どうしても出かけなくてはならない用事や休めない仕事がある時、幼い子供が急に病気になったらどうするか。代わりに子供をみてくれる親や親族が近くにいれば頼れるかもしれないが、いない場合は預け先を見つけなくてはならない。病気の子供を預かる病児保育を中心に、利用できるサービスを探った。

せきが出る病児に「吸入」の機械で処置する看護師(東京都世田谷区の病児保育室ハグルーム)

ITベンチャーで働く大津由紀子さん(37)は6月下旬、熱が下がらない1歳4カ月の舞ちゃんを抱え、やっとの思いでいなみ小児科が併設する病児保育室「ハグルーム」(東京・世田谷)に駆け込んだ。

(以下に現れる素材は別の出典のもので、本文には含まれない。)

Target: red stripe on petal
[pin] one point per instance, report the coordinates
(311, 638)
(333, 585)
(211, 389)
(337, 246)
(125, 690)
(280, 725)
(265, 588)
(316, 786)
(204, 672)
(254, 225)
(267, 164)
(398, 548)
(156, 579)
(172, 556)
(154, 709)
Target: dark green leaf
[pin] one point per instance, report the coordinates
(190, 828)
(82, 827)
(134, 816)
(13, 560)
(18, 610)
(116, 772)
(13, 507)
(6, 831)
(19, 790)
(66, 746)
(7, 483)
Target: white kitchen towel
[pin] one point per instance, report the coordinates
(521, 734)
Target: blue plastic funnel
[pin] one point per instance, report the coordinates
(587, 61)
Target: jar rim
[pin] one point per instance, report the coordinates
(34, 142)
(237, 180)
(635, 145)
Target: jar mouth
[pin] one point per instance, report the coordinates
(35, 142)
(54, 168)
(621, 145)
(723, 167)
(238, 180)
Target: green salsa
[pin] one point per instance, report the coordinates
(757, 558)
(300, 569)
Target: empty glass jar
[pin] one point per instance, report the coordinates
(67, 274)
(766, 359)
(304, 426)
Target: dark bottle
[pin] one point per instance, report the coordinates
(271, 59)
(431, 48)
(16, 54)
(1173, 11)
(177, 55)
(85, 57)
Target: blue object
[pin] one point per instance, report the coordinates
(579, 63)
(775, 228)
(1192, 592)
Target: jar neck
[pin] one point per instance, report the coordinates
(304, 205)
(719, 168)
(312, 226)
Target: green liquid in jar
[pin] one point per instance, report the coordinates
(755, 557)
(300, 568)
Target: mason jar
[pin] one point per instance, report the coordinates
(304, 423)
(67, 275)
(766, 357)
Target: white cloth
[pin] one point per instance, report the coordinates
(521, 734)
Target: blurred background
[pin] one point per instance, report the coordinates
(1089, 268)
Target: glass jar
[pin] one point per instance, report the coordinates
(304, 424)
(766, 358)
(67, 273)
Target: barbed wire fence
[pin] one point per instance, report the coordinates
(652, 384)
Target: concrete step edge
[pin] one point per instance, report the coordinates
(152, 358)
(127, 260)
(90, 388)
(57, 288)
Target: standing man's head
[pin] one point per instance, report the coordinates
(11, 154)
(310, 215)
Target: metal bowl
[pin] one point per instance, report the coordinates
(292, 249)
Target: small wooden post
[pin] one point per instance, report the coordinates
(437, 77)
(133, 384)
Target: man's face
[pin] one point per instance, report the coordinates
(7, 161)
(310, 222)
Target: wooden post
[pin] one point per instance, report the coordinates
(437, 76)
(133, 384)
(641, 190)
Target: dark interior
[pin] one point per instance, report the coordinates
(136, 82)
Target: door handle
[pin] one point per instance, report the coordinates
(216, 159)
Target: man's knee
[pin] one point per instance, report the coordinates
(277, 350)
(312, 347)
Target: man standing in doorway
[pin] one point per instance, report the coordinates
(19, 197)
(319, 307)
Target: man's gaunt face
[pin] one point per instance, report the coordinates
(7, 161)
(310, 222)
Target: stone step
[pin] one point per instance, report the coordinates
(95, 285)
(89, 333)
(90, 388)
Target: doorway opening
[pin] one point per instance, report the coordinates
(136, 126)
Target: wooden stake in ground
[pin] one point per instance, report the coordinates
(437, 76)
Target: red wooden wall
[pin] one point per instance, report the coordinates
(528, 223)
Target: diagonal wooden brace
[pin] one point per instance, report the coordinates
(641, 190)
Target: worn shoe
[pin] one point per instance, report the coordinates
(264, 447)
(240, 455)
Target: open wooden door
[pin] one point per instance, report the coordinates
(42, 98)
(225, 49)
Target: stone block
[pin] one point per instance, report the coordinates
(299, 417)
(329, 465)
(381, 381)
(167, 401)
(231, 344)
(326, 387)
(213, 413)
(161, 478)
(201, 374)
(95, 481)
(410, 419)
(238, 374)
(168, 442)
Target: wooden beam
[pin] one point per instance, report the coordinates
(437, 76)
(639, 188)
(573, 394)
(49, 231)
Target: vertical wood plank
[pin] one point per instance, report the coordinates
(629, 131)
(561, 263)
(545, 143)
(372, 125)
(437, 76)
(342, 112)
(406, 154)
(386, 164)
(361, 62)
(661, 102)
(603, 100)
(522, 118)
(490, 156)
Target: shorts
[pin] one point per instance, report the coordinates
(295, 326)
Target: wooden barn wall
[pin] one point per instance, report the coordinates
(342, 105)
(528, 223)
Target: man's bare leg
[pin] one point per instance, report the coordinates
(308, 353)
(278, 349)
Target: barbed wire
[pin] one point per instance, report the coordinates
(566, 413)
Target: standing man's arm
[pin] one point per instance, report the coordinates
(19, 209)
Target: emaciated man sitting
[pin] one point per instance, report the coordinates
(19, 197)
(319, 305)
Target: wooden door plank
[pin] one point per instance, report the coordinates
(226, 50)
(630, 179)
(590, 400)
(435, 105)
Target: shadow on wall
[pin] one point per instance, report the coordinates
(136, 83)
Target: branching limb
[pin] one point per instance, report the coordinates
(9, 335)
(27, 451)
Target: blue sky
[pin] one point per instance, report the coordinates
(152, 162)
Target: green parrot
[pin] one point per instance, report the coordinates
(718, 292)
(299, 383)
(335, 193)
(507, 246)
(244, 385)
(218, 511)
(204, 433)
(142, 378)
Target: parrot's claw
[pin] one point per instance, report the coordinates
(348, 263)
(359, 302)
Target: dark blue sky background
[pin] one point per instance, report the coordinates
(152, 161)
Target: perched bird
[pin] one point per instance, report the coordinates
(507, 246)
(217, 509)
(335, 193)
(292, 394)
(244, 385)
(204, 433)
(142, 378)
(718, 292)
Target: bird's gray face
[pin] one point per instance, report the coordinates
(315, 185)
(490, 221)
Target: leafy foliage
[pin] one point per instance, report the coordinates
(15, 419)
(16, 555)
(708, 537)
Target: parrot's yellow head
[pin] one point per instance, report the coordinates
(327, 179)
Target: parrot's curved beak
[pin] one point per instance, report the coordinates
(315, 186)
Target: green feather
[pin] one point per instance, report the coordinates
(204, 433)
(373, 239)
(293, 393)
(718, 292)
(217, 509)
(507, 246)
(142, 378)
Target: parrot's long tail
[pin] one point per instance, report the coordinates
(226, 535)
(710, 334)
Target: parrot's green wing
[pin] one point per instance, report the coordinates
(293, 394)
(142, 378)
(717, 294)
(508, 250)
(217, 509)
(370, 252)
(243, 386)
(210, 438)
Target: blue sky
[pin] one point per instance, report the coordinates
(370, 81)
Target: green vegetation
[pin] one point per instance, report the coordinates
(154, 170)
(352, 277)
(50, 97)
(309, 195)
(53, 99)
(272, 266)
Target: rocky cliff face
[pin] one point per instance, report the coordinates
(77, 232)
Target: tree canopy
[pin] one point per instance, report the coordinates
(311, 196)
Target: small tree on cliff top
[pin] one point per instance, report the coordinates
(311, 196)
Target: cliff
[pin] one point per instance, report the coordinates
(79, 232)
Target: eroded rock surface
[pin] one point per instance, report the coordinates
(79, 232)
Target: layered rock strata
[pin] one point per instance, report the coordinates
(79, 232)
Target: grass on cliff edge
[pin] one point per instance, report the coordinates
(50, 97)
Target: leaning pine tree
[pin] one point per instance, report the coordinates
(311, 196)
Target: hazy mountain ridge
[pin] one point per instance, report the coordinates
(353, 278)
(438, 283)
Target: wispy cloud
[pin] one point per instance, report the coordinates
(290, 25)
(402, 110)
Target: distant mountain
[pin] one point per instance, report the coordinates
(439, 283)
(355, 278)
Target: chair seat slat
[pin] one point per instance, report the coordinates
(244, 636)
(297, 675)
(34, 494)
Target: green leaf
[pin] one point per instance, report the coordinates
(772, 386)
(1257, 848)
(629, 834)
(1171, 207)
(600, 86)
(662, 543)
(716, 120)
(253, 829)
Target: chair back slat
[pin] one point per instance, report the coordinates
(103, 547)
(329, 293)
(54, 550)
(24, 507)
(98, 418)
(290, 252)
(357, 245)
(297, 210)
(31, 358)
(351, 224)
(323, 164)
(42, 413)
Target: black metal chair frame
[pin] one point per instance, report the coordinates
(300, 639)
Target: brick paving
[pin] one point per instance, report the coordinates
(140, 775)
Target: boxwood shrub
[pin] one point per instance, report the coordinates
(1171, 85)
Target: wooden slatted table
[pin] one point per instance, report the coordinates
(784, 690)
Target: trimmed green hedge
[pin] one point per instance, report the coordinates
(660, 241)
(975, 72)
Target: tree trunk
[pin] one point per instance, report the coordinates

大津さんは子供の世話を頼める親が近くにいない。子供が病気の時は夫婦で乗り切るしかないが、2人ともなかなか仕事は休めない。舞ちゃんを含む3人の育児をしながら仕事を続けられるのは「病児保育があるから」と言う。

病児保育は病気の乳幼児を預かってくれるサービス。たとえば保育園は37.5度以上の熱を出すと登園できないところが多い。水ぼうそうなどの感染症は症状が軽くなっても一定期間は休む決まり。こうした時に利用できるのが病児保育サービスだ。

厚生労働省は病児保育施設を3つのタイプに分けている。病気の子供を預かる「病児対応型」、回復期の子供を対象にした「病後児対応型」、体調が優れない子供を一時的に預かる「体調不良児対応型」だ。

ハグルームのような医療機関に併設した施設はほとんどが病児対応型。保育所に併設したり、単独で運営したりしている施設は病後児対応型が多い。最近は保育所に併設する体調不良児対応型も増えている(図A)。施設のタイプや定員により、常駐する看護師や保育士の人数は違う。

国と自治体から補助金を得ている病児・病後児・体調不良児対応型施設は全国に1250(2009年度)ある。東京都、大阪府、福岡県に目立ち、市区町村によって取り組みに温度差があるのが現状だ。